Het duurde nog geen twee minuten voordat de slotenmaker de hendel midden op de deur omdraaide en de deur omhoogduwde.

‘Ziezo,’ zei hij. ‘Voor wat het waard is.’

De ruimte werd niet in beslag genomen door een auto, maar door vier vrieskisten, allemaal met hun klep open. Ze stonden niet aan. De stekkers en snoeren lagen op de grond.

‘Op jacht naar gestolen vriezers?’ vroeg de slotenmaker.

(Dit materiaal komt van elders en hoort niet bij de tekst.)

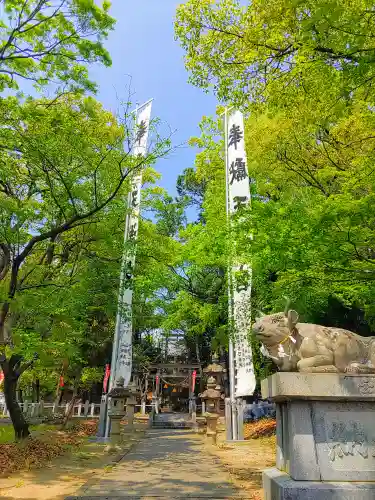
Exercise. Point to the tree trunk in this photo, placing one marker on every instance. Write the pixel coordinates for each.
(21, 428)
(69, 413)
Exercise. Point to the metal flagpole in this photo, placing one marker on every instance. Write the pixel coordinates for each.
(122, 342)
(232, 367)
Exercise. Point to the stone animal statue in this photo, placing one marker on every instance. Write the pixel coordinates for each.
(307, 347)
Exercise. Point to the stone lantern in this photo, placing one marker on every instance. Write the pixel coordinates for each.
(211, 396)
(131, 401)
(217, 372)
(116, 411)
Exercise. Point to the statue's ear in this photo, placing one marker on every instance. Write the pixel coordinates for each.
(292, 319)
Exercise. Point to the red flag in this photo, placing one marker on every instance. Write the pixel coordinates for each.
(194, 378)
(106, 377)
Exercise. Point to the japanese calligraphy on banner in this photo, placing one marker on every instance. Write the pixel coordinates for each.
(124, 327)
(239, 195)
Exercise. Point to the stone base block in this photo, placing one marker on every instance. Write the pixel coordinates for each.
(280, 486)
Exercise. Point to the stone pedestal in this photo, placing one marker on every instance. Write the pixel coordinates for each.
(325, 432)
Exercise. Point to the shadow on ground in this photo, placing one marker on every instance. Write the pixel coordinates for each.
(166, 464)
(65, 475)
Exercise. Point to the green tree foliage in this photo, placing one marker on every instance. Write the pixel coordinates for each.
(304, 71)
(64, 177)
(51, 42)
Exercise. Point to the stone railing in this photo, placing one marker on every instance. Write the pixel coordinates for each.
(80, 410)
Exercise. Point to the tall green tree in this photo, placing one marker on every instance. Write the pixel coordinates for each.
(64, 177)
(51, 42)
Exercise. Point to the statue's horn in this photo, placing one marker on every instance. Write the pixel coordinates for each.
(288, 302)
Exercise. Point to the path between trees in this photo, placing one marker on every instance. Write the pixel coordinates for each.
(165, 464)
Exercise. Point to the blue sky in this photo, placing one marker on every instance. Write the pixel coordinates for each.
(143, 46)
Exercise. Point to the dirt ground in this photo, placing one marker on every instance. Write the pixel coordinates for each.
(64, 476)
(245, 461)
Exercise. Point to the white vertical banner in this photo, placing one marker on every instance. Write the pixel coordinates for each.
(122, 350)
(239, 195)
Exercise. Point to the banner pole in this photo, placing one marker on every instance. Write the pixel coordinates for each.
(123, 337)
(232, 369)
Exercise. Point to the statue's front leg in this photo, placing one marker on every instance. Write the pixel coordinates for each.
(318, 361)
(359, 368)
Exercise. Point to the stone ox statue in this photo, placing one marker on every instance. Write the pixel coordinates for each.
(306, 347)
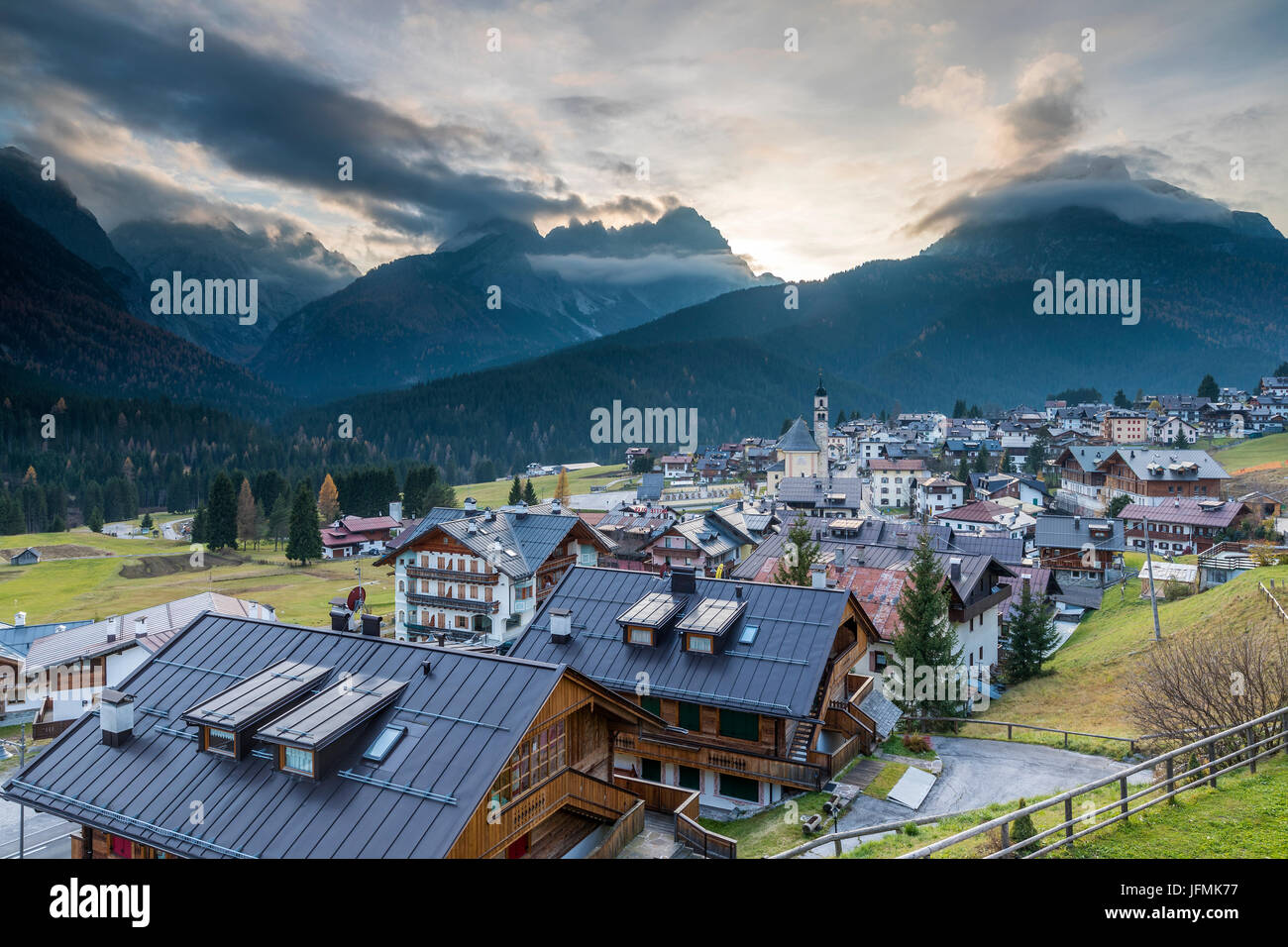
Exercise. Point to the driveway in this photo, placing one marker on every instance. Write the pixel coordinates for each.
(982, 772)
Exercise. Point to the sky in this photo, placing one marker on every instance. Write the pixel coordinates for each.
(814, 136)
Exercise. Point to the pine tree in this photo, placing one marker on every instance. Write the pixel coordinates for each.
(248, 525)
(799, 553)
(926, 643)
(1030, 638)
(305, 540)
(222, 514)
(279, 519)
(329, 501)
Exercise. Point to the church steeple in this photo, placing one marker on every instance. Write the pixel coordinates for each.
(820, 420)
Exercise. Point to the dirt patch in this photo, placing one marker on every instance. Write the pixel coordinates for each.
(155, 566)
(68, 551)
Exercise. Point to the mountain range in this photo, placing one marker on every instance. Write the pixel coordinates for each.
(656, 315)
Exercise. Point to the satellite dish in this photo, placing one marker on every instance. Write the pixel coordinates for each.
(357, 598)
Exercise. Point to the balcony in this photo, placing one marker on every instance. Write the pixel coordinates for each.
(455, 604)
(454, 575)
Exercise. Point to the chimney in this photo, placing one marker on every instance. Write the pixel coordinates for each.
(116, 716)
(561, 625)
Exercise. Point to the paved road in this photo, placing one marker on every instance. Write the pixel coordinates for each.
(46, 835)
(982, 772)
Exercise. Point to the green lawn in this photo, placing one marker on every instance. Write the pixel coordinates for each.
(771, 831)
(496, 493)
(1253, 453)
(1087, 689)
(887, 779)
(1243, 817)
(95, 587)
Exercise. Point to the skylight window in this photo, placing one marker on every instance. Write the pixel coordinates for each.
(384, 744)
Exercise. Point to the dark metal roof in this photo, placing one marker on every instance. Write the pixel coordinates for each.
(464, 722)
(776, 674)
(250, 699)
(326, 716)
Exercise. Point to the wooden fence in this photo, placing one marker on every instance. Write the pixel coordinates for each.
(1253, 740)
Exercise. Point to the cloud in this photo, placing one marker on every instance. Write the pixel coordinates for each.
(269, 119)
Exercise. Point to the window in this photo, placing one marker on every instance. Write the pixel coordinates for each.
(296, 761)
(739, 788)
(691, 777)
(691, 716)
(380, 748)
(699, 644)
(739, 725)
(220, 741)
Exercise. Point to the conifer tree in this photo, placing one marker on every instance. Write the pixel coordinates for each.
(329, 501)
(926, 643)
(305, 540)
(799, 553)
(1030, 639)
(222, 514)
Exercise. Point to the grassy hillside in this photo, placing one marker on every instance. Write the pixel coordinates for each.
(1260, 451)
(101, 586)
(1091, 673)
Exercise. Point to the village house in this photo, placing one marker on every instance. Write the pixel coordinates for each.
(707, 543)
(1183, 526)
(755, 681)
(893, 480)
(1081, 549)
(483, 574)
(318, 744)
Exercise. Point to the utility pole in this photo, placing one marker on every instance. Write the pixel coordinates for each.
(1153, 579)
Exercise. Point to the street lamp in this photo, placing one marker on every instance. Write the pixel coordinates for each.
(22, 809)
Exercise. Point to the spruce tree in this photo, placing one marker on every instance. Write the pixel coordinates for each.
(305, 540)
(222, 514)
(799, 553)
(926, 643)
(1031, 638)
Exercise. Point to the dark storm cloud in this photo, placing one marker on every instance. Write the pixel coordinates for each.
(270, 119)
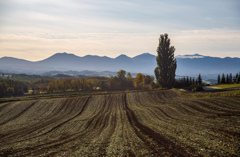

‘Bemoei je er niet mee,’ zei Dugdale.

De slotenmaker keek beledigd. Hij liep naar zijn busje en kwam terug met een pen en een formulier op een klembord. Quarry ondertekende het.

 

Toen de slotenmaker weg was, stapte Quarry de garagebox in. Dugdale zat gebukt naast een vriezer achterin.

‘Hebt u iets gevonden?’

Dugdale kwam overeind en klopte het stof van zijn broek. Hij schudde zijn hoofd. De twee mannen liepen weer naar buiten.

‘Dus nu weten we waar hij ze bewaarde,’ zei Dugdale.

‘Zal ik de jongens van de technische recherche bellen?’

‘Ze zullen niets vinden, maar je kunt ze maar beter bellen, ja. En regel wat agenten om hier langs de deuren te gaan.’ Hij snoof. ‘We zijn te laat. Hij is hier al klaar.’ Hij keek naar Quarry. ‘Goed werk. Maar we lopen achter. We lopen te ver achter.’